Delphine’s eyes grew wider, more flustered as she took in the men gathered on shore. “Please…” Two women came up behind her, their trunks in tow. Isis pressed a hand into her stomach. These must be her sisters, Lucienne and Antoinette. All three women looked terrified, but the youngest one
, a petite blonde with large blue eyes, seemed particularly horrified by the pick of husband material. Or perhaps it was her age. She was barely more than a child. Too young to be married.
“Please, Isis. I beg of you,” Delphine said, bowing her head slightly. “I do not ask for myself. My sister Antoinette is not suited for this type of… arrangement.” She gestured to the men, who, even to Isis, seemed exceptionally depraved, some touching themselves as they gawked.

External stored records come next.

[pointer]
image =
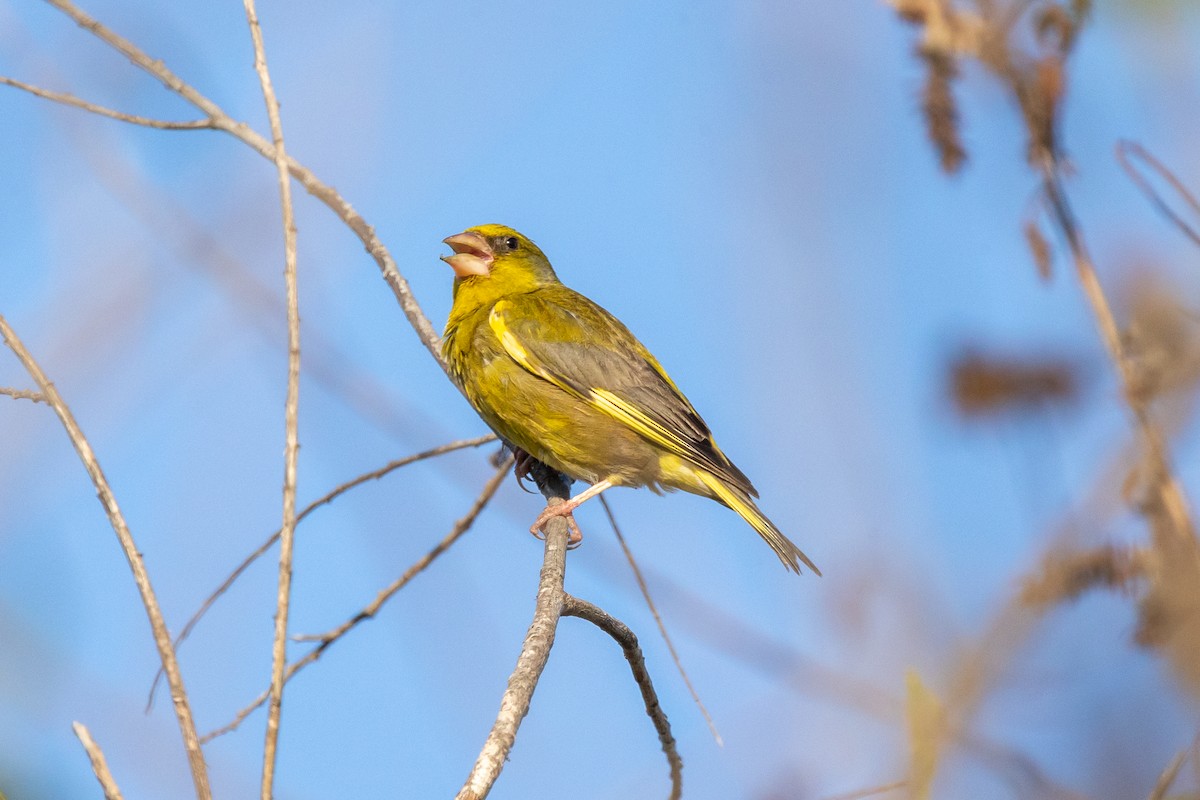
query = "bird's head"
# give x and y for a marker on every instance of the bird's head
(495, 260)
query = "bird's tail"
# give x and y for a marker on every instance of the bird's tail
(737, 499)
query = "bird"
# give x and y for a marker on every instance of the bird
(563, 382)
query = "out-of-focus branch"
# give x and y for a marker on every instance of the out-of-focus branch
(628, 641)
(658, 620)
(329, 497)
(1126, 154)
(99, 765)
(133, 119)
(222, 121)
(535, 650)
(132, 554)
(328, 638)
(291, 410)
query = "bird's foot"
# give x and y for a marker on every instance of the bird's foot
(567, 509)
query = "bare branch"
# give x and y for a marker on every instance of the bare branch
(323, 192)
(312, 506)
(1126, 152)
(534, 653)
(23, 394)
(658, 620)
(1163, 785)
(133, 119)
(871, 792)
(291, 414)
(628, 642)
(328, 638)
(141, 577)
(99, 765)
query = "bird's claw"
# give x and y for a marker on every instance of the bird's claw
(574, 537)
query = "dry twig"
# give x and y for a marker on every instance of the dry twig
(535, 650)
(628, 642)
(292, 409)
(23, 394)
(325, 499)
(99, 765)
(141, 577)
(327, 639)
(658, 620)
(1126, 154)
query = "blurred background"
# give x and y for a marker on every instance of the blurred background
(750, 187)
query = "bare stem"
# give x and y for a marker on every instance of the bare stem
(628, 642)
(323, 192)
(658, 620)
(328, 639)
(23, 394)
(133, 119)
(99, 765)
(534, 653)
(141, 577)
(329, 497)
(291, 414)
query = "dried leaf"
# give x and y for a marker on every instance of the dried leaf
(927, 721)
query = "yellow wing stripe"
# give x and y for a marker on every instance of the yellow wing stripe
(603, 400)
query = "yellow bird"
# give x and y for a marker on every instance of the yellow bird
(559, 378)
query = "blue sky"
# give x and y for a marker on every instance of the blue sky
(749, 187)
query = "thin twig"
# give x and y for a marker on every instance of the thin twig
(869, 793)
(628, 641)
(1164, 481)
(99, 765)
(534, 653)
(291, 414)
(658, 620)
(141, 577)
(325, 499)
(1126, 151)
(133, 119)
(323, 192)
(23, 394)
(328, 638)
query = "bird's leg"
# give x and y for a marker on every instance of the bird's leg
(567, 509)
(522, 463)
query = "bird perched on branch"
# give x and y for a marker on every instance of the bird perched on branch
(561, 379)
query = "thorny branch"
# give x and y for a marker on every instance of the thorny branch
(132, 554)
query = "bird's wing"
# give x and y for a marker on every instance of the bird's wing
(565, 338)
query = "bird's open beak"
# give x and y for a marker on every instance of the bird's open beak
(472, 254)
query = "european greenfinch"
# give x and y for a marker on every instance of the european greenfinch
(559, 378)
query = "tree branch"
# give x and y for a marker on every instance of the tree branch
(141, 577)
(329, 497)
(327, 639)
(291, 413)
(133, 119)
(323, 192)
(535, 650)
(99, 765)
(23, 394)
(628, 641)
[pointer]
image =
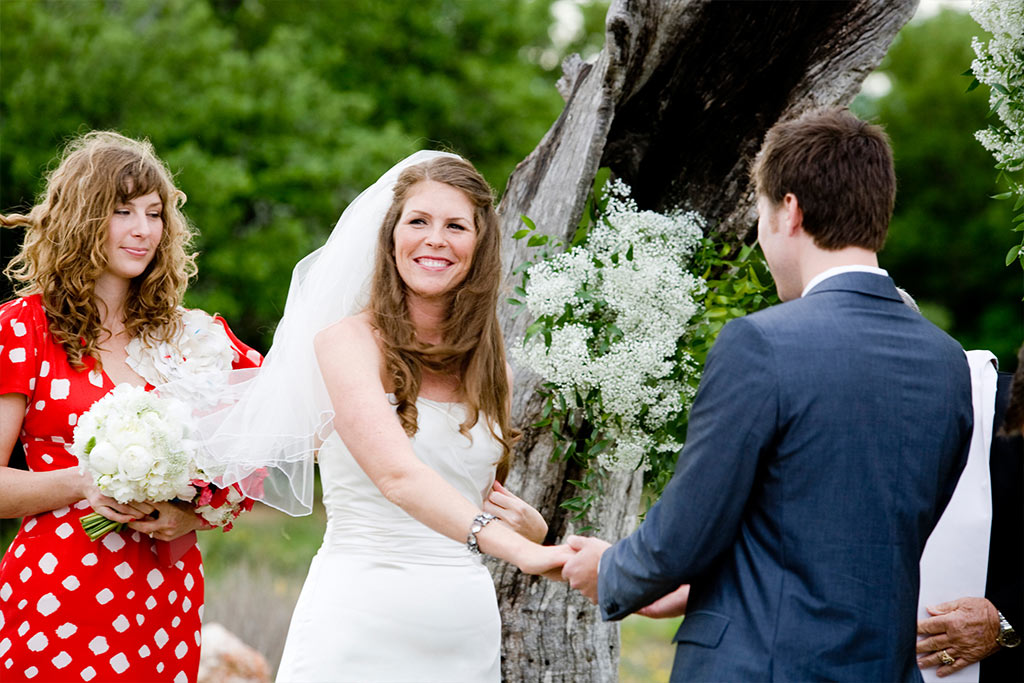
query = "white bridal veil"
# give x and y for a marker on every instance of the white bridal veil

The desperation in the woman’s tone broke her heart, and Isis sent a questioning glance in the direction of Medea, Circe, and Rhys. But it went without saying that having the non-magical living and working among them was counterproductive to what they hoped to achieve here. Rhys flashed her a pitying look but raised an eyebrow as if to say he was behind his wife and Medea completely on the matter. All three shook their heads almost immediately. It was simply impossible, especially considering the baby would be coming soon.
Reaching into her purse, Isis pulled out a few coins, enough to feed a family for a week, and pressed them into Delphine’s palm. “I’m sorry. I have no work for you, but please take this. I hope it helps you get your start here.”
A nun arrived then and gripped Delphine’s arm in one knotted hand. “Come, my children. It will be all right. Come now.”
Delphine and her sisters were whisked away toward the other females, but there was no gratitude in her expression for the coins. Delphine looked at Isis with the betrayed and dangerous expression of a wolf whose leg was caught in a trap.